Announcement

Collapse
No announcement yet.
X
  • Filter
  • Time
  • Show
Clear All
new posts

  • Rename active dataset in a program without saving it

    I'm just writing an ado file doing data mangement tasks which generates two new variables. For different reasons the active data file has to be saved inbetween, which is done using tempfile, in order to make no changes at the users' data and environment. Because of this, the active dataset has tempfile names and save locations at the end of my ado file. But I want it to have the same name as it had when the user applied the ado file (much the same as if she had used the "generate"-command. I do not want to implement a "save"-command into the program, because I do not know if the user made changes before applying the ado file which are not to be saved under the original file name.
    I just want the data set to have the same name as before executing the ado file, leaving it to the user to save or not to save.
    I did not find any hint in the documentation or with findit or google how this might be done.

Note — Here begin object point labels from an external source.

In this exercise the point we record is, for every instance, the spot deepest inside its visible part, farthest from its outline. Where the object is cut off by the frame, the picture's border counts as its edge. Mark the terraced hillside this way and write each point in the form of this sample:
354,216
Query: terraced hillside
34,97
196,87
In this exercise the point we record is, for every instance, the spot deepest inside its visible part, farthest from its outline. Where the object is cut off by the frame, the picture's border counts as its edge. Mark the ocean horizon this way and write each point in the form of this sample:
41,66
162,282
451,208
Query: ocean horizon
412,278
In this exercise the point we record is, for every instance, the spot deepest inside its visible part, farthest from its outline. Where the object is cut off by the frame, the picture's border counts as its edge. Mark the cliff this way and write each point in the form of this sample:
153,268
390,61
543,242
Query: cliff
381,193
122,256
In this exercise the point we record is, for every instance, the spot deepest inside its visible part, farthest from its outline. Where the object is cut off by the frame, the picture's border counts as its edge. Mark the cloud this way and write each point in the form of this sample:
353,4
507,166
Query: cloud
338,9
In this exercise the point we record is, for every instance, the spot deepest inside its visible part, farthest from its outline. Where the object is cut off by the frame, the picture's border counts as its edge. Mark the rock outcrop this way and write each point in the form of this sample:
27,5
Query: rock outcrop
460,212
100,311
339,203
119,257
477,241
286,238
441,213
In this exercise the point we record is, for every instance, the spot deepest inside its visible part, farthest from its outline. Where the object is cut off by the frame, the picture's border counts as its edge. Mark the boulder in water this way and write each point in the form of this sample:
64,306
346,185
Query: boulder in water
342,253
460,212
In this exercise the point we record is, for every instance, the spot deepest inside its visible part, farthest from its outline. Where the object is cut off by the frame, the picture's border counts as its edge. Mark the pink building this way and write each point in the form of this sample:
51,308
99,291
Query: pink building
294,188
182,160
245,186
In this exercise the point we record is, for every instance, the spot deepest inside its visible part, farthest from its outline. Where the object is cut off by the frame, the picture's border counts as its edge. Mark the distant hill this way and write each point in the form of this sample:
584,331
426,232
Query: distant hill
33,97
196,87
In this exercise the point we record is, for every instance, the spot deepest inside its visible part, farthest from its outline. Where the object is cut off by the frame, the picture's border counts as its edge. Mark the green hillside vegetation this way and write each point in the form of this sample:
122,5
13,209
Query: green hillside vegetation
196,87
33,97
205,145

Did I just overlook a stata command or option? Has someone an idea how this could be done?

  • #2
    To be honest, I do not fully get it. It sounds like you want to create (two) new variables and not make changes to (user's) datset at the same time, which is impossible. Have you looked at preserve?

    Could tell us more about the "different reasons" the datafile has to be saved?

    Also

    because I do not know if the user made changes before applying the ado file
    You can look at c(changed), which will (partly) answer this questions.

    Best
    Daniel
    Last edited by daniel klein; 02 Mar 2015, 07:07.

    Comment


    • #3
      This isn't really clear to me (like Daniel) but preserve .. restore leaves the dataset as it was.

      If you want to create new variables leaving the original dataset unchanged I would save to a different file while under the aegis of preserve or shunt that stuff somewhere else using postfile. I would export identifiers or other variables allowing the new stuff to be merged back in

      Comment


      • #4
        Hello daniel,

        I know that I change the data file in the memory, but I want to leave it to the user, if she wants to save the changes including the new variables to the disk or not. Therefore I need a way to only change the name of the active dataset in memory back to the name that dataset had before my ado file was executed.
        One of the reasons for temporary data saving is that I want to use just the involved variables for the transformations, because this makes it quicker when using very large data sets.

        Greetings, Klaudia

        Comment


        • #5
          but I want to leave it to the user, if she wants to save the changes including the new variables to the disk or not
          Well if it is up to the user, then I really do not see why you opt against a save() option? Maybe a generate() option would do?

          I need a way to only change the name of the active dataset in memory back to the name that dataset had before my ado file was executed
          The name of the dataset is stored in c(filename).

          One of the reasons for temporary data saving is that I want to use just the involved variables for the transformations, because this makes it quicker when using very large data sets.
          I would guess that this is unlikely to outweigh the time needed to save (or preserve) and re-load (or restore) the very large dataset.

          Anyway, I still do not understand what you are doing. Giving a little more details and/or maybe some commented code snippets might help us help you.

          Best
          Daniel

          Comment


          • #6
            Thanks for your answerts, Nick and Daniel, but maybe I have to clarify my question.
            It is only about the data set in memory what I'm talking about.
            The situation now is as follows:
            the user opens his data set, let it be mydata.dta
            He applies my ado file --> the dataset in memory includes mydata.dta plus 2 new variables, but is named something like "ST0100002.tmp"
            I would like to make my ado file as user friendly as possible - which means I want the dataset in memory still be named "mydata.dta" much the same as when you generate two new variables with "egen" or "generate".
            And similarly as with generate or egen I don't want to implement a save-command, so that the user can decide wether to save the changed data set or not.

            Comment


            • #7
              I don't get why you are using any temporary files in the first place.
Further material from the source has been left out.